Il primo dei due si intitola, appunto, Storia di una caduta (tit. or. Geschichte eines Untergangs), del 1912, e narra la storia di Madame de Prie, donna di corte della ricca e viziata aristocrazia francese del '700, caduta in disgrazia e relegata in una dimora di campagna, lontana dalla vita e da Parigi. Quest'erede lontana di Madame Bovary, esiliata dal suo sogno, con la mente sempre al piacere, ai suoi passatempi e soprattutto alla sua antica influenza, assiste al misero sfiorire del successo, tra un amante provinciale e viziatissimo e lettere nelle quali la donna legge il suo bisogno - non ricambiato - della corte. Non c'è più un'eco di lei tra quelle feste, quei saloni, quei broccati e, soprattutto, quelle voci. Madame de Prie prova tutto, perfino a vivere la vita così come viene, ma il suo pensiero va sempre lì, al desiderio di essere attesa, temuta magari chiacchierata, ma in qualche modo presente dove si accomoda il potere. La donna però non ha risposte dai suoi antichi amici e nemici, così si ingegna con una soluzione che le prende la mano e il corpo intero (e che mi richiama alla memoria, senza pietà, le stilettate ironiche di Alberto Savinio nei confronti del dolorismo di Eleonora Duse).

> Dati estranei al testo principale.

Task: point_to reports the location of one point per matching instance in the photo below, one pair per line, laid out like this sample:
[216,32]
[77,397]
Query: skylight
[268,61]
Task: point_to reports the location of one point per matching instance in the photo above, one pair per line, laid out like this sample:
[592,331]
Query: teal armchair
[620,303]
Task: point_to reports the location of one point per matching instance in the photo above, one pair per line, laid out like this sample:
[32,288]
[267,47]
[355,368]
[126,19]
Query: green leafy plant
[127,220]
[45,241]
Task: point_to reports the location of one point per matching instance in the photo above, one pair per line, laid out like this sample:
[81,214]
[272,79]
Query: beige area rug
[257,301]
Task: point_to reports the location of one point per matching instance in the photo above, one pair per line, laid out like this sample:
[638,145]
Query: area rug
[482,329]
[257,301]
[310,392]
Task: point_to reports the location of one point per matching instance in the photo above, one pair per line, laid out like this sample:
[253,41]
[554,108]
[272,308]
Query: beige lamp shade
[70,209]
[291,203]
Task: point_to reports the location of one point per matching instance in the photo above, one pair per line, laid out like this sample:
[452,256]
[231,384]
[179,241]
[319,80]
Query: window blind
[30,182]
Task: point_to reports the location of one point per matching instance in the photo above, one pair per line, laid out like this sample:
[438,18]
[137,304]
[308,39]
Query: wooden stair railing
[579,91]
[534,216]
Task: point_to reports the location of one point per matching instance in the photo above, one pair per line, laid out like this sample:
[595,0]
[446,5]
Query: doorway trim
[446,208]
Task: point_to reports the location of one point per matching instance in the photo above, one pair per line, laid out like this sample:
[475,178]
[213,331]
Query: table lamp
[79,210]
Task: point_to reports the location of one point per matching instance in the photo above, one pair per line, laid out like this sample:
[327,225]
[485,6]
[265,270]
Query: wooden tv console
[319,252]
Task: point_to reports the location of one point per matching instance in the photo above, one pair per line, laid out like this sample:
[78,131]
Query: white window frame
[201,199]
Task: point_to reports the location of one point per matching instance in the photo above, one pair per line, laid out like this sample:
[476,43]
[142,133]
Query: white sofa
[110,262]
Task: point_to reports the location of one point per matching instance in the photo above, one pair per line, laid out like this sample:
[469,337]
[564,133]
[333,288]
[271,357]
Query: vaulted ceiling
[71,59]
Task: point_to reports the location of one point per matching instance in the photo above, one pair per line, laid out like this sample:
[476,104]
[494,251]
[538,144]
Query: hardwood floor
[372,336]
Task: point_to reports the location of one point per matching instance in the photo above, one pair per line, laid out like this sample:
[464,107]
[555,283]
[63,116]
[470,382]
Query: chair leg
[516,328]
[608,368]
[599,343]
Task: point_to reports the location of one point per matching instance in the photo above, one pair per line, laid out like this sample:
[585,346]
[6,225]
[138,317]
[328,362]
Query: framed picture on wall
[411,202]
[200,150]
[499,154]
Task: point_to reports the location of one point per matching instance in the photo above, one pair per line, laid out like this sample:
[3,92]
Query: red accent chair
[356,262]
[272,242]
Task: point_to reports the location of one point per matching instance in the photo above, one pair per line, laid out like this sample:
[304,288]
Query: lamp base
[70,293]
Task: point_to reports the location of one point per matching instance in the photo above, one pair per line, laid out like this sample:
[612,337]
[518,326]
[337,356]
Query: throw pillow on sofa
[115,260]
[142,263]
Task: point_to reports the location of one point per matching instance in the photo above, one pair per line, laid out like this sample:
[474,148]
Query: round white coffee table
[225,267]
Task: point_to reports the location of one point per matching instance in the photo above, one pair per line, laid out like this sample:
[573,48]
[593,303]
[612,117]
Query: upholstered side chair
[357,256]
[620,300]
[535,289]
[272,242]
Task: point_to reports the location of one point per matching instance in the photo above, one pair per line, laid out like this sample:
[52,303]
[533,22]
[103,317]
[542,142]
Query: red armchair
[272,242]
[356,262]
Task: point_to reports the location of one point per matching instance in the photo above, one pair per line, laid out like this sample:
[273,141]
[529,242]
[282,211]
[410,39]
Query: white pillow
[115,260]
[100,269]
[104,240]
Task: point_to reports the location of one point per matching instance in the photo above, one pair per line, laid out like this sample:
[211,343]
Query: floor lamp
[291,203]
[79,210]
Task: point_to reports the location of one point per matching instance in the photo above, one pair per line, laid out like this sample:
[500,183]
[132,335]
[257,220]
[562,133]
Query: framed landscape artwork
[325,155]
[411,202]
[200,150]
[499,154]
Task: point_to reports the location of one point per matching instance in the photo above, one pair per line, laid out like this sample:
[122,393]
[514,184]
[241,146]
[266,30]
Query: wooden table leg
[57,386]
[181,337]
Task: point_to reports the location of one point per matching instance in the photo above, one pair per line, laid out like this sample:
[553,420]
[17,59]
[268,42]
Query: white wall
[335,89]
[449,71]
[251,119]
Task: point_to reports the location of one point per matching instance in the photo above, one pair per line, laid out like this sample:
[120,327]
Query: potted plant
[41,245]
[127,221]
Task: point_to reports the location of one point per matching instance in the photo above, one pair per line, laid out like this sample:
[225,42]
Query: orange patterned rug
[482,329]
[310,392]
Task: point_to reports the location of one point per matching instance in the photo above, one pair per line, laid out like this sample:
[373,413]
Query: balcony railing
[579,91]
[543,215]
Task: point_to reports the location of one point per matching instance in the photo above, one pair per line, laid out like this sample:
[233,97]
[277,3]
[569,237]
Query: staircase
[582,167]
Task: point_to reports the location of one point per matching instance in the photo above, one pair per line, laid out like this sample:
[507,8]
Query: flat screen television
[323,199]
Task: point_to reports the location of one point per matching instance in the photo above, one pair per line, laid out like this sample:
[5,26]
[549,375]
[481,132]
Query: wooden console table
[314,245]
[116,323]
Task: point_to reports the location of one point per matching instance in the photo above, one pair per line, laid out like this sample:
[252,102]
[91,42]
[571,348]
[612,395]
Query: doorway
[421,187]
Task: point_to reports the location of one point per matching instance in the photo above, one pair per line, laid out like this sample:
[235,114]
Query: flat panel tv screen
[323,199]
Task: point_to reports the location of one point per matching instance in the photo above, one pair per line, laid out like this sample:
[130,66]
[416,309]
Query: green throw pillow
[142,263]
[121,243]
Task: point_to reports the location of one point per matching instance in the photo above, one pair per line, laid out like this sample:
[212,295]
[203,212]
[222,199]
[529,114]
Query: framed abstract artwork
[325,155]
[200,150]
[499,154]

Perfetto l'abbinamento editoriale con il secondo racconto, Legittimo sospetto (tit. or. War er es?, pubblicato postumo tra le opere complete dell'autore). Anche qui c'è una caduta e un tentativo di riscatto, ma protagonista non ne è un essere umano, bensì un cane: Ponto, amato senza misura e senza ritegno dal suo padrone, Limpley. Esiliato, a suo avviso, senza ragione dall'affetto del suo padrone-servo, il mastino prima si deprime, poi alimenta l'odio covato nei confronti di quel nemico invisibile, eppure così potente, che gli impedisce di esercitare il suo potere. La storia, raccontata dalla vicina di casa dei Limpley, ha il ritmo e la struttura di un thriller e, sul piano sperimentale, è un piccolo gioiello "cinematografico": rapido, incalzante, misterioso e, soprattutto, in soggettiva.
Mi sembra, invece, che Storia di una caduta - forse non estraneo a spunti autobiografici - sia meno fresco, limpido e scorrevole; più dotto, sì, ma anche più apertamente costruito nella sua narrativa. Si ha il sentore di una composizione un po' schematica, si sente la bravura del primo della classe, non il tocco invasato del genio. L'abisso in cui sprofonda Madame de Prie non è l'incalzante evasione di Emma Bovary, né il Kaos contrapposto al Kosmos, non è il dionisiaco che sfida l'apollineo, come in Morte a Venezia di Thomas Mann (che è dello stesso 1912). È uno stato di malessere come un altro, pieno di vita e privo di ispirazione. Trovo che non ci sia nessuna grandiosità nella grettezza vanesia di questa donna e che il tentativo di fare, della sua vita, un'opera d'arte, attraverso un divismo tragico, fallisca nella propria miseria: il risultato è un racconto che, (chissà!) forse memore alla lontana anche del romanzo di Wilde, è didattico, ma non esemplare.